Interestingly, rival Singapore Airlines chooses not to have a private VIP tier in its own frequent flyer scheme, which tops out at Solitaire PPS Club. In previous years, it was possible to earn Solitaire status for life, although that club is closed to new members.
Centurion (American Express)
While neither an airline nor a frequent flyer program, American Express has its own invitation-only airport lounge and restaurant in Hong Kong, reserved for holders of the elite Centurion Card.
Separate to Hong Kong’s general AMEX Centurion Lounge — which actually caters to AMEX Platinum cardholders — the Centurion Dining Room’s menu covers everything from Champagne and caviar through to dishes with truffles, bird’s nest and more.
There’s no way to directly apply for a Centurion Card, but the path generally begins by holding and spending heavily on an AMEX Platinum Charge Card, from which you may be invited to upgrade to Centurion.
iO: Invitation Only (Emirates)
Launched in 2010, “iO,” or Invitation Only, is Emirates’ secret tier above Skywards Platinum. Getting this card is tough: The nod comes directly from Emirates’ President Sir Tim Clark, and membership lasts for two years at a time.
In an iO welcome kit seen by this author, Clark describes the program as being “a very special and extremely exclusive club of Emirates travellers,” adding that “this select group is reserved for our most valued customers.”
iO members receive complimentary chauffeur-driven airport transfers every time they fly Emirates, and can expect to find a private car waiting for them if their aircraft arrives at a remote stand in Dubai.
In the air, what the member wants, the member gets — including special meals customized to specific tastes and preferences, with such requests handled personally by Emirates’ Senior Vice President Airport Catering Services.
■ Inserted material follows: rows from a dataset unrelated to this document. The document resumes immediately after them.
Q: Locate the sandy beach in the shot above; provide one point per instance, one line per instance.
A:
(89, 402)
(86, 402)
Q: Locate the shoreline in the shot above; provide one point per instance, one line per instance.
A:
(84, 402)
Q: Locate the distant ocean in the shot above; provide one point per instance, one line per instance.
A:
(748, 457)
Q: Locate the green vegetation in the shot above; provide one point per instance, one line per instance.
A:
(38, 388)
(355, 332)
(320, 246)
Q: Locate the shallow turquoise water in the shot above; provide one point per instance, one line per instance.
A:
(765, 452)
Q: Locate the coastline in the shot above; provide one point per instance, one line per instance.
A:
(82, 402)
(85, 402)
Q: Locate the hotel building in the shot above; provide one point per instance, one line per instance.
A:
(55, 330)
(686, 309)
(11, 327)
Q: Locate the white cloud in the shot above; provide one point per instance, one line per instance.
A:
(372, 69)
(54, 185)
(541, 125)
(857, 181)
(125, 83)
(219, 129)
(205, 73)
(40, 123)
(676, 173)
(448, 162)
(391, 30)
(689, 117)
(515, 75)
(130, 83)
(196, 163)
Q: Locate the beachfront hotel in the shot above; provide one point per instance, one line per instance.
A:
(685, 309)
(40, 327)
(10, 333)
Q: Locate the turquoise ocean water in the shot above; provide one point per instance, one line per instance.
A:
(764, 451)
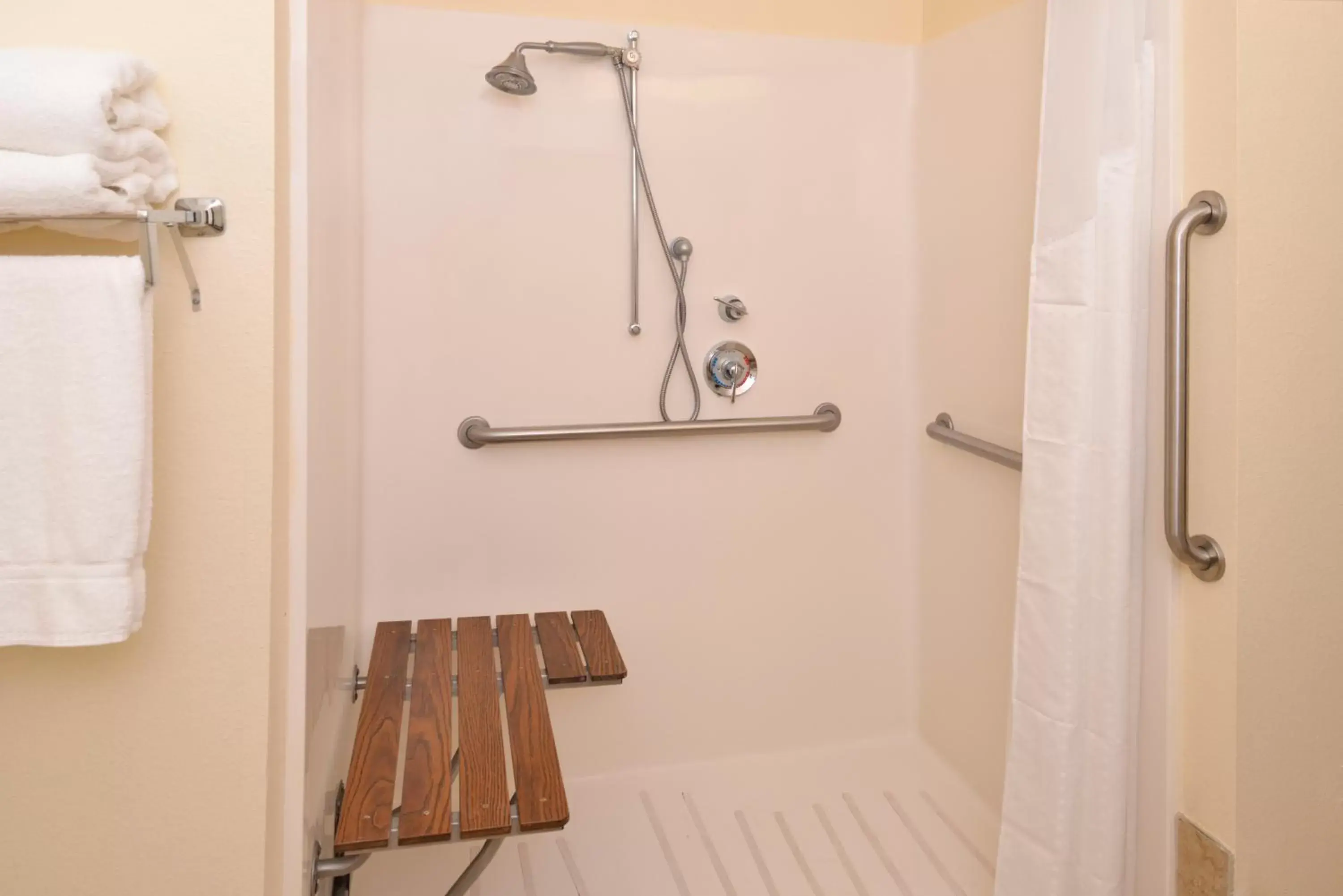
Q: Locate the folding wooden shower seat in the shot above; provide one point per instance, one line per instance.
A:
(430, 770)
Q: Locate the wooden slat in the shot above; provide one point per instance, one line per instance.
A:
(426, 790)
(559, 649)
(603, 657)
(367, 813)
(536, 768)
(484, 790)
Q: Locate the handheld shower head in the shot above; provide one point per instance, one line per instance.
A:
(512, 76)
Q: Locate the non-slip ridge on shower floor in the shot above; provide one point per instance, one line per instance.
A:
(871, 820)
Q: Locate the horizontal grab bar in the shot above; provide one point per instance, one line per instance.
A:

Fellow Gulf airline Etihad’s own VIP scheme, Etihad Guest Exclusive, offers similar personalized attention and private cars between aircraft and terminal, but with the addition of Residence Lounge access in Abu Dhabi: A space normally reserved for passengers booked to fly in The Residence, a three-room private suite on Etihad’s Airbus A380s.
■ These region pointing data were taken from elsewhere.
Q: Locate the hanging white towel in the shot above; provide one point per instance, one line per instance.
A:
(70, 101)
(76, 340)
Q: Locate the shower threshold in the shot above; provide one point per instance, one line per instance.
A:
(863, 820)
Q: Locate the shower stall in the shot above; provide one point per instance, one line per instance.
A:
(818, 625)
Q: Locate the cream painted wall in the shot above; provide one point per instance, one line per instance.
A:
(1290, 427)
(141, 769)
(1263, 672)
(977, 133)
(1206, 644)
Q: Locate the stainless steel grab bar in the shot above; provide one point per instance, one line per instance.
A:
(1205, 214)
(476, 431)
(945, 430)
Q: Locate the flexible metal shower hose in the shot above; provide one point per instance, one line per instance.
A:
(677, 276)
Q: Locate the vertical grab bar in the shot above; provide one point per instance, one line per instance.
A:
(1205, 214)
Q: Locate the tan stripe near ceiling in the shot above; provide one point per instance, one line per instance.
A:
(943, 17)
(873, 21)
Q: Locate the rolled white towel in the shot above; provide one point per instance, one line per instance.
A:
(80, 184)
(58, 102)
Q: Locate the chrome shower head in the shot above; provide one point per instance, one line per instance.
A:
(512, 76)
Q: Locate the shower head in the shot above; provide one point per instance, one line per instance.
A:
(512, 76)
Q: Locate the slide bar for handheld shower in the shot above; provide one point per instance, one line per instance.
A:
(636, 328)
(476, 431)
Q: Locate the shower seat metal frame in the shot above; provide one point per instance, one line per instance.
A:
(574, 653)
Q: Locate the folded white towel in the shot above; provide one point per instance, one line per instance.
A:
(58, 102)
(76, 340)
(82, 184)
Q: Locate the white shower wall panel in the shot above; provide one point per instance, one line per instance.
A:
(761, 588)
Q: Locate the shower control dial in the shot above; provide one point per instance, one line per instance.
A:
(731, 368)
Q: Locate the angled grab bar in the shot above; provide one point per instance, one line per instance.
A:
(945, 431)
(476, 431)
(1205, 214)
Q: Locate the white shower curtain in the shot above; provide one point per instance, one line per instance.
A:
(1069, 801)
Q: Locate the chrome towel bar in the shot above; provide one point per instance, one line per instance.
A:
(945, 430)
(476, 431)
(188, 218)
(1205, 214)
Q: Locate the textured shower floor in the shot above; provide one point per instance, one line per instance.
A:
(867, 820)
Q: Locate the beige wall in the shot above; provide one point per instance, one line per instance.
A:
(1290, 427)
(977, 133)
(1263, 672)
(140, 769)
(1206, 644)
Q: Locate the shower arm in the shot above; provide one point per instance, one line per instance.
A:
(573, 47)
ConciergeKey (American Airlines)
Made famous by Ryan Bingham — George Clooney’s high-flying character in “Up in the Air” — American Airlines’ ConciergeKey is less a frequent flyer tier than a personal concierge service when you fly.
Expect to be greeted upon arrival at the airport, whisked through security and, time permitting, driven from the lounge to your departing flight in places like New York’s JFK Airport. On landing, a similar fast-track experience awaits.
Delta’s version, 360 Diamond Medallion, offers comparable VIP perks and is again invitation-only, although United’s private tier, Global Services, can be attained by anybody who racks up four million lifetime Premier Qualifying Miles via United MileagePlus.
British Airways: Executive Club Premier
British Airways recognizes its crème de la crème through Executive Club Premier status, granting access to the airline’s exclusive Concorde Rooms at London Heathrow and New York JFK: ordinarily reserved for BA’s first class passengers.
Whether jetting near or far, the Concorde Room experience offers a dining room with table service, private cabanas, a social bar and a terrace space.
When it’s time to board, VIPs are whisked directly from lounge to aircraft by Jaguar: but as to how you’d qualify in the first place, well, that’s a secret.